Cloudera Data Engineering on premises upgrade FAQs

Review the frequently asked questions about Cloudera Data Engineering on premises upgrade.

Is Cloudera Data Engineering upgraded as part of the Cloudera Data Services on premises upgrade?

The Cloudera Data Engineering upgrade is a separate step and must be performed only after the Cloudera Data Services on premises upgrade is complete. Cloudera Data Engineering is not included in the scope of the Cloudera Data Services on premises upgrade itself.

Can I stay on the old version of Cloudera Data Engineering Service and Virtual Cluster if my Cloudera Data Services on premises is upgraded?

If your Cloudera Data Services on premises is upgraded through Cloudera Manager, you must not remain on an older versions of the Cloudera Data Engineering Service and Virtual Clusters. Cloudera recommends upgrading the Cloudera Data Engineering service using the dex-upgrade-utils Docker image utility.

Will my endpoints change after upgrading Cloudera Data Engineering?

The endpoints for your Cloudera Data Engineering Service and Virtual Clusters changes the following ways:

For Cloudera Embedded Container Service, endpoints will change if you upgrade to Cloudera Data Services on premises 1.5.5 or higher versions. For more information, see Pre-upgrade - Upgrading Cloudera Data Engineering service.
For OpenShift Container Platform, endpoints will remain the same if you are upgrading to Cloudera Data Services on premises 1.5.5 or 1.5.5 SP1. If you are upgrading to Cloudera Data Services on premises 1.5.5 SP2 or higher versions, the endpoints will change. For more information, see Pre-upgrade - Upgrading Cloudera Data Engineering service.

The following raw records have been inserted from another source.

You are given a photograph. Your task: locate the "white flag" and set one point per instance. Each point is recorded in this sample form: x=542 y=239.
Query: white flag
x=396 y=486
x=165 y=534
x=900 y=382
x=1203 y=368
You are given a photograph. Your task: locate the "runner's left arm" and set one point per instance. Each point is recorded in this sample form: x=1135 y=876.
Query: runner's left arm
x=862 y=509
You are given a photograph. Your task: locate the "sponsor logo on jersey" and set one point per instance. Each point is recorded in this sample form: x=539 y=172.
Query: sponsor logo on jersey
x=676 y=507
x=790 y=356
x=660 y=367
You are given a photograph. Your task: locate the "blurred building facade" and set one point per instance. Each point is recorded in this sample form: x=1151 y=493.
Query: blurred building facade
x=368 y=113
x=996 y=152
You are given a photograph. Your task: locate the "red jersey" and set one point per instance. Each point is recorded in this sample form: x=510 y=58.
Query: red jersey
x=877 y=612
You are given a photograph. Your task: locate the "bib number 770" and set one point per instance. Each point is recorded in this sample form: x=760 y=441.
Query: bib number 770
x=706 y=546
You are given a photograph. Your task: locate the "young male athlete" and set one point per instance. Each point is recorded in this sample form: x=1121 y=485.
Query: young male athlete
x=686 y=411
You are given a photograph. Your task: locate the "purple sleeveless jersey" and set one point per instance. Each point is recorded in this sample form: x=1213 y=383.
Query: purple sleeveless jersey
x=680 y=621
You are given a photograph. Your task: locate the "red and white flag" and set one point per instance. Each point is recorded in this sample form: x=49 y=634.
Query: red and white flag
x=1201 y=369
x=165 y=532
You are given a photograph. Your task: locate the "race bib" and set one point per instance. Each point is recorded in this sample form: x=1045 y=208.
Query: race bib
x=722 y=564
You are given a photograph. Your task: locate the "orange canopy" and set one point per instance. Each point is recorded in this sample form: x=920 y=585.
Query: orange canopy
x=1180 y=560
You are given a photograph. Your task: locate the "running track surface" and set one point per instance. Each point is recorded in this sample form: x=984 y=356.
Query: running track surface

Does the upgrade create a new Cloudera Data Engineering service?

The Cloudera Data Engineering upgrade is a service-wide operation, affecting the Cloudera Data Engineering service and all associated Virtual Clusters. The process involves creating an exact replica of the existing Cloudera Data Engineering service and its Virtual Clusters, and then restoring all artifacts and data to this newly created set of Virtual Clusters.

Do I need to create the Python environment (pyenv) that existed in the previous version?

The Cloudera Data Engineering upgrade process does not restore the pyenv environment from the backed-up cluster. You must recreate the pyenv manually in each Virtual Cluster after the upgrade.

Will my Job runs be restored after upgrading?: After a successful restore, you will be able to see your previous Job runs and their associated Spark Job logs. However, Airflow Job logs are not included in the restore.
How much time does a Cloudera Data Engineering upgrade take?: The total time depends on the number of Virtual Clusters and the number of Jobs associated with each Virtual Cluster. Generally, the service creation takes approximately 15 minutes and after that, each Virtual Cluster creation might also take 15 minutes per Virtual Cluster. The restoration of jobs and other data per Virtual Cluster will then take a proportional amount of time based on the volume of Jobs you have.; Example: Restoring a Service that includes two Virtual Clusters, each having 100 jobs might take approximately one hour.

From which node do I run the upgrade script?

For Cloudera Embedded Container Service, the upgrade instructions must be executed on a worker node in the Cloudera Embedded Container Service environment.
For OpenShift Container Platform, you can perform the upgrade instructions from any edge node, provided it has Docker installed and connectivity to your OpenShift Container Platform cluster. If you encounter errors related to name resolution, for example, the failure in name resolution error, include the --network=host argument in your Docker command.

When can I delete my old service?

After successfully completing the restore operation and verifying that jobs are running, you can proceed with the deletion of the old service.